When she felt that there was no end in sight to the Syrian crisis, she took the decision to come to Cyprus with her son and parents. Her brother was already living in Cyprus.
“Syria is so close to Cyprus, and it was safer for me, my son and my parents to come to Cyprus. We came by aeroplane to the north and then crossed to the south,” says Rema. “Besides, Cyprus and Syria have many commonalities – the food, like koupepia and kolokasi; the weather, to name a few,” she adds with a warm, nostalgic smile.
Rema feels safe and reassured about her son’s future in Cyprus. “Atif is eight years old and goes to a public school. He learned Greek quickly and today he speaks like a Cypriot,” Rema says and feels grateful that her son can get free education in Cyprus.
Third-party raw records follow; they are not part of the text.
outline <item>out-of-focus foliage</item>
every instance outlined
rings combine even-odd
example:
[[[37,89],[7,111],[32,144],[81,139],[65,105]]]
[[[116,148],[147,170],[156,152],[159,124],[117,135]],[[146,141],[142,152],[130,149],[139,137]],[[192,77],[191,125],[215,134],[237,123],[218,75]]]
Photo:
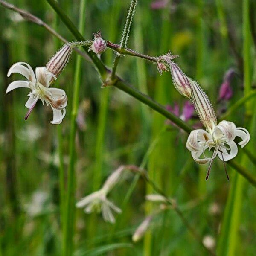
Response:
[[[152,56],[169,50],[179,55],[175,61],[207,92],[219,118],[244,95],[241,1],[166,2],[164,7],[156,9],[151,8],[150,0],[139,1],[128,47]],[[79,1],[59,2],[78,24]],[[12,3],[38,16],[68,41],[75,40],[46,1],[16,0]],[[93,33],[100,30],[104,39],[119,43],[129,4],[128,0],[87,0],[85,38],[92,39]],[[0,255],[60,255],[59,143],[56,126],[49,122],[52,111],[38,104],[25,121],[25,89],[5,94],[9,83],[20,76],[7,78],[9,67],[18,61],[27,62],[34,69],[44,66],[58,49],[56,42],[43,27],[24,21],[19,15],[1,6],[0,24]],[[252,43],[250,49],[249,64],[253,74],[255,51]],[[64,150],[61,161],[65,171],[69,160],[76,55],[73,53],[56,83],[66,91],[69,99],[67,116],[60,125]],[[111,67],[114,56],[107,49],[101,58]],[[238,175],[228,169],[230,181],[227,182],[223,163],[216,159],[209,180],[206,182],[207,168],[192,161],[185,146],[186,134],[170,124],[166,131],[161,132],[166,125],[163,117],[116,89],[102,88],[92,65],[83,61],[82,66],[76,140],[76,200],[98,189],[120,165],[139,166],[157,138],[145,168],[154,181],[170,197],[176,199],[189,224],[204,238],[206,246],[215,250],[219,246],[224,211],[236,210],[236,201],[230,199],[228,204],[227,202],[228,197],[236,198],[234,193],[240,189],[236,187]],[[231,82],[233,96],[228,101],[218,102],[223,76],[230,68],[236,72]],[[173,106],[177,102],[182,109],[185,102],[175,90],[170,74],[167,72],[160,76],[152,63],[123,57],[117,73],[163,105]],[[254,88],[256,81],[252,81]],[[104,104],[105,108],[102,110]],[[228,116],[228,120],[237,126],[255,131],[255,110],[252,108],[246,115],[245,113],[242,106]],[[200,124],[195,113],[188,122],[191,125]],[[255,134],[251,133],[249,144],[253,153]],[[242,155],[239,154],[237,161],[244,161]],[[255,166],[247,162],[248,170],[256,175]],[[111,193],[117,205],[122,206],[134,177],[127,175]],[[238,221],[237,236],[235,240],[230,239],[236,241],[235,250],[230,250],[235,254],[229,254],[228,248],[225,255],[255,253],[256,191],[244,182],[246,185],[239,192],[238,215],[234,217]],[[105,222],[100,215],[88,215],[77,209],[74,255],[207,255],[172,209],[154,218],[144,241],[133,243],[131,237],[137,227],[158,207],[145,202],[145,195],[152,192],[143,179],[139,179],[123,212],[112,225]],[[225,221],[225,230],[221,233],[224,238],[230,238],[233,223]]]

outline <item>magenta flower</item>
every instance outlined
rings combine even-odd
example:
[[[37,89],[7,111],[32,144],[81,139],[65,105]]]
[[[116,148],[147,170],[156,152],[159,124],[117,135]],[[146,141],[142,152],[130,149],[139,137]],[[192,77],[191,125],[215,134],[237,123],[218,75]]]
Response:
[[[219,90],[218,100],[224,99],[228,100],[233,95],[233,91],[230,86],[230,82],[235,74],[235,70],[230,68],[226,73],[223,79],[223,82]]]
[[[170,105],[167,105],[166,107],[166,109],[171,113],[178,116],[183,121],[187,122],[192,118],[195,109],[193,105],[189,101],[186,101],[184,104],[182,109],[182,112],[180,114],[180,108],[177,102],[174,103],[174,105],[173,107]],[[173,125],[175,125],[172,122],[170,121],[168,123],[170,123]]]

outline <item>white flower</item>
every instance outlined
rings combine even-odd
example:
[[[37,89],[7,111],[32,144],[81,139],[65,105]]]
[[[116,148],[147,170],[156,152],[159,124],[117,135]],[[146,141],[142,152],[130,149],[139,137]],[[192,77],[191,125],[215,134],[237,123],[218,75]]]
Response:
[[[115,220],[111,209],[117,213],[120,213],[122,210],[107,198],[107,192],[106,189],[102,189],[94,192],[77,203],[76,207],[85,207],[84,212],[86,213],[102,212],[102,217],[106,221],[114,223]]]
[[[240,137],[242,141],[238,144],[244,147],[250,140],[250,134],[246,129],[236,127],[234,123],[222,121],[207,132],[199,129],[192,131],[186,143],[186,147],[191,151],[194,160],[198,163],[204,164],[211,161],[217,155],[223,161],[228,161],[237,154],[237,146],[233,141],[236,136]],[[209,151],[214,148],[212,157],[207,157],[204,151]],[[200,157],[203,155],[203,157]]]
[[[201,129],[192,131],[186,145],[197,163],[204,164],[210,162],[206,178],[207,180],[212,160],[216,156],[218,155],[223,161],[233,158],[238,152],[237,146],[234,142],[235,138],[237,136],[242,139],[238,144],[243,148],[250,140],[250,134],[244,128],[237,128],[231,122],[222,121],[217,125],[212,105],[199,84],[185,75],[177,64],[170,62],[170,67],[175,88],[181,94],[189,98],[206,128],[206,131]],[[212,148],[214,149],[212,156],[206,156],[205,151],[208,149],[209,151]]]
[[[76,207],[85,207],[84,212],[86,213],[90,213],[94,211],[98,213],[102,212],[102,216],[105,221],[114,223],[115,219],[111,209],[117,213],[121,213],[122,210],[108,200],[107,195],[117,183],[125,168],[127,167],[125,166],[120,166],[107,179],[99,190],[81,199],[76,203]]]
[[[27,81],[17,81],[11,83],[6,90],[6,93],[17,88],[27,88],[31,90],[29,97],[25,104],[29,109],[25,119],[26,120],[38,99],[50,105],[53,112],[52,124],[60,124],[66,114],[65,107],[67,98],[64,90],[56,88],[49,88],[50,83],[56,77],[44,67],[37,67],[35,75],[31,67],[25,62],[17,62],[9,70],[7,76],[12,73],[18,73],[24,76]]]

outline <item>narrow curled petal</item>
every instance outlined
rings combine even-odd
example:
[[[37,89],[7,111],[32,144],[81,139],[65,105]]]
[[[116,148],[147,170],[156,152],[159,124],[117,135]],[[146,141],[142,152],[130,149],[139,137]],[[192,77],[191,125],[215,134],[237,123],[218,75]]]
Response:
[[[47,88],[49,87],[50,81],[56,78],[45,67],[36,68],[35,76],[38,81]]]
[[[199,164],[205,164],[209,163],[212,159],[214,158],[213,156],[212,157],[205,157],[203,158],[200,158],[200,157],[203,154],[204,151],[201,152],[192,152],[191,155],[193,157],[193,159]]]
[[[202,152],[206,143],[211,138],[210,134],[202,129],[194,130],[189,134],[186,143],[187,148],[191,151]]]
[[[250,140],[250,134],[249,131],[242,127],[237,127],[236,130],[236,136],[240,137],[242,140],[242,141],[240,141],[238,144],[239,145],[241,148],[243,148]]]
[[[62,111],[60,109],[56,109],[52,107],[53,111],[53,118],[52,121],[50,122],[53,125],[59,125],[62,122],[62,119],[66,115],[66,109],[63,108]],[[62,113],[63,111],[63,113]]]
[[[59,110],[66,107],[67,104],[67,97],[64,90],[49,88],[48,91],[52,95],[48,96],[47,100],[53,108]]]
[[[81,198],[76,204],[77,208],[83,208],[85,207],[88,204],[93,201],[96,198],[99,198],[100,195],[99,191],[96,191],[92,194]]]
[[[15,63],[14,64],[9,70],[7,73],[7,76],[10,76],[12,73],[18,73],[22,76],[24,76],[28,80],[29,80],[29,70],[27,67],[21,64]]]
[[[21,64],[25,65],[27,67],[27,68],[22,65],[20,65]],[[26,69],[26,70],[24,69]],[[14,64],[10,68],[7,73],[7,76],[9,77],[12,73],[18,73],[24,76],[29,81],[32,82],[32,83],[35,83],[36,79],[34,71],[30,65],[26,62],[20,61],[19,62]]]
[[[11,83],[6,89],[6,93],[17,88],[30,88],[29,84],[27,81],[17,81]]]
[[[204,125],[211,132],[217,125],[217,119],[212,103],[198,83],[190,79],[192,103]]]
[[[220,159],[225,162],[233,158],[237,154],[238,152],[237,146],[233,141],[230,141],[227,144],[230,147],[229,148],[229,153],[226,148],[218,148],[217,152],[218,156]]]
[[[221,121],[218,125],[214,128],[212,137],[215,137],[215,134],[218,133],[218,130],[219,129],[225,136],[225,137],[230,141],[233,140],[236,137],[236,125],[231,122],[227,121]]]

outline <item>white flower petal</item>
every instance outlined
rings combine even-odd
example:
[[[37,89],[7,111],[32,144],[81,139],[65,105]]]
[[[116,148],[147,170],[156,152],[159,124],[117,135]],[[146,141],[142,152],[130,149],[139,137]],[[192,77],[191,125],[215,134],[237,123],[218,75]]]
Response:
[[[28,69],[28,73],[27,71],[25,71],[25,70],[23,68],[20,67],[20,66],[22,66],[20,64],[23,64],[27,66],[27,70]],[[26,68],[24,67],[24,68]],[[9,69],[7,76],[9,77],[12,73],[19,73],[24,76],[29,81],[32,82],[33,84],[35,84],[36,82],[35,76],[32,68],[29,64],[26,62],[20,61],[14,64]]]
[[[106,198],[105,202],[110,208],[112,208],[117,213],[121,213],[122,212],[122,210],[114,204],[111,201],[109,201]]]
[[[51,121],[50,123],[53,125],[59,125],[62,122],[62,119],[64,118],[66,115],[66,109],[64,108],[62,110],[60,109],[56,109],[52,107],[53,112],[53,118],[52,121]]]
[[[233,140],[236,137],[236,125],[235,124],[231,122],[227,121],[221,121],[215,127],[212,137],[215,138],[220,137],[219,131],[220,130],[222,134],[229,141]]]
[[[29,70],[27,67],[24,67],[23,65],[15,63],[10,68],[7,73],[7,76],[9,77],[12,73],[18,73],[22,76],[24,76],[28,80],[29,80]]]
[[[243,127],[237,127],[236,130],[236,136],[240,137],[242,140],[242,141],[240,141],[238,143],[238,145],[241,146],[241,148],[243,148],[250,140],[250,134],[249,131],[243,128]]]
[[[7,87],[7,89],[6,89],[6,93],[8,93],[11,90],[12,90],[15,89],[17,89],[17,88],[30,88],[29,84],[29,82],[27,81],[14,81],[14,82],[11,83],[8,86],[8,87]]]
[[[36,68],[35,76],[37,81],[47,88],[50,85],[50,82],[53,79],[56,79],[56,76],[51,73],[45,67]]]
[[[189,136],[186,146],[191,151],[202,152],[204,151],[204,144],[211,138],[210,135],[204,130],[194,130]]]
[[[33,95],[31,95],[26,103],[25,106],[28,108],[31,108],[35,104],[35,101],[37,101],[38,100],[38,97],[35,98]]]
[[[192,157],[199,164],[205,164],[209,163],[212,159],[211,157],[204,157],[204,158],[199,158],[203,152],[191,152]],[[214,157],[213,157],[214,158]]]
[[[227,144],[230,146],[230,149],[229,150],[229,154],[228,153],[227,149],[224,148],[221,148],[222,152],[222,155],[219,148],[218,148],[217,152],[218,156],[220,159],[225,161],[225,162],[233,158],[237,154],[238,152],[237,146],[235,142],[232,140]]]
[[[86,206],[88,204],[91,203],[92,201],[97,198],[99,198],[101,193],[100,191],[96,191],[90,194],[90,195],[81,198],[80,201],[78,202],[76,204],[77,208],[83,208]]]
[[[102,217],[106,221],[114,223],[116,221],[109,207],[106,204],[103,204],[102,207]]]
“We are lucky to be entitled for free education and I would like to thank the Ministry of Education for this as well as the teachers for their caring concern and support to my son. My son is happy at school and when he’s happy I’m also happy.”
Rema is learning Greek and enjoys helping her son, Atif, aged 8, with his homework. © UNHCR Cyprus/Sebastian Rich
Rema Beshtawy, 29, fled Syria in search of safety with her mother Sobeya, her father and her young son. © UNHCR Cyprus/Sebastian Rich
Atif, aged 8, attends public school in Nicosia and is supported at home by his mother Rema, and his grandmother Sobeya. © UNHCR Cyprus/Sebastian Rich
Being stateless has not stopped 29-year-old Rema from hoping and dreaming of a more secure future. © UNHCR Cyprus/Sebastian Rich
A graduate of English Literature, Rema has always dreamt of continuing her studies and of one day owning her own house. © UNHCR Cyprus/Sebastian Rich
When Atif is at school, Rema attends Greek classes and works as a volunteer at a consulting company that runs a number of projects supporting the integration of refugees and migrants; these include vocational and language training to help refugees improve their employability, as well as public awareness projects to help Cypriots and refugees learn about each other and from each other. “That gives me the opportunity to acquire knowledge and new skills, expand my network and improve my chances in finding a job at a later stage,” says Rema.
Volunteering gives Rema a sense of normalcy and that’s among the advice she gives to refugees and asylum-seekers she meets through her volunteering work. “When I first arrived two years ago, I was taking part in every seminar and workshop I came across to enable me to integrate in the country. So, when I reach out to refugees, I advise them to do the same: persevere, take part in as many activities as you can; it’s better than to sit and be depressed.”
Rema feels that Cyprus is her home now and her dream is to be able to buy a house one day. But at the moment her priorities are elsewhere: “I’m learning the language and maybe through the language I will find a job, help my son with his homework, my parents… and maybe in the future I will buy a house.”